Advances in Miniature Ultrasound-guided Histotripsy Transducers for Precision Tissue Ablation

Abstract

Histotripsy is a type of focused ultrasound therapy that uses a very high focal pressure to ablate (surgically remove) tumors with high precision, without damaging the surrounding healthy tissue. Unlike other ablation modalities there is no risk of thermal injury or ionizing radiation exposure because it uses the mechanical forces produced by a cavitation bubble cloud to kill cells. Many surgeons are moving toward minimally invasive procedures due to significant benefits compared to open surgery, such as reduced blood loss, shorter hospital stays, less pain and faster recovery times.

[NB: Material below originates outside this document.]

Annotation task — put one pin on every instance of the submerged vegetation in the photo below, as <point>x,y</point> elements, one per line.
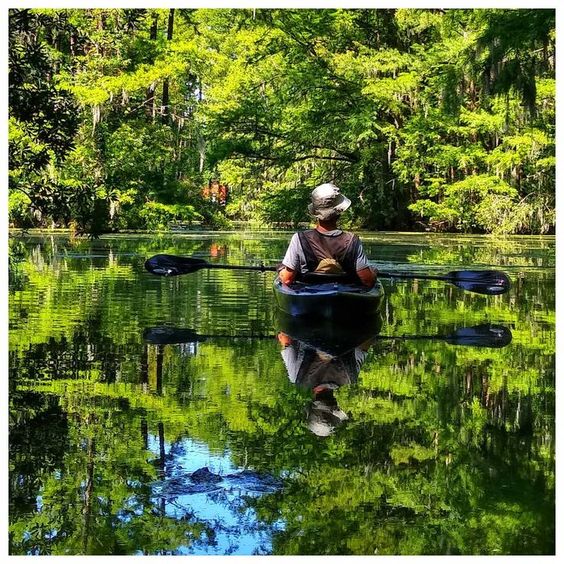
<point>446,450</point>
<point>429,119</point>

The goal of this work is to develop a high precision surgical device for minimally invasive neurosurgery that combines ultrasound imaging and histotripsy. The first study explored a dual frequency (1.2- and 5-MHz) histotripsy transducer with a 5 mm square aperture. The quarter wavelength coupling layer behind the 5 MHz transducer resulted in a pressure output similar to an air backing, while the output from the 1.2 MHz transducer added to the overall focal pressure. The dual frequency device was tested on an ex vivo rat brain, ablating tissue at up to 4 mm depth, with lesion sizes as small as 500 μm. The second study involved evaluating several piezoelectric materials for use in miniature histotripsy transducers. Five piezoelectric ceramics were evaluated, including PZT 5A, PZT-5H (CTS 3203HD), Pz39, Pz54 and PMN-38. 5 MHz, 1-3 dice and fill, piezo/epoxy composites were fabricated for all except Pz39, a low acoustic impedance porous ceramic. For each, four air-backed 8 mm diameter aluminum lens transducers were built and tested. PZT-5H was identified as the best material from this set. In the third study, an 8 mm diameter annular array histotripsy transducer was fabricated and tested, motivated by eliminating the lens curvature and providing axial focal steering capability. The histotripsy array was designed to be co-registered with a 30 MHz phased array imaging probe. Real time B-mode and Doppler imaging were used to target tissue and monitor ablation progress, while producing an elongated lesion in vivo in a rat brain by rapidly steering from 3- to 8-mm. Histology confirmed the targeted tissue was fully homogenized.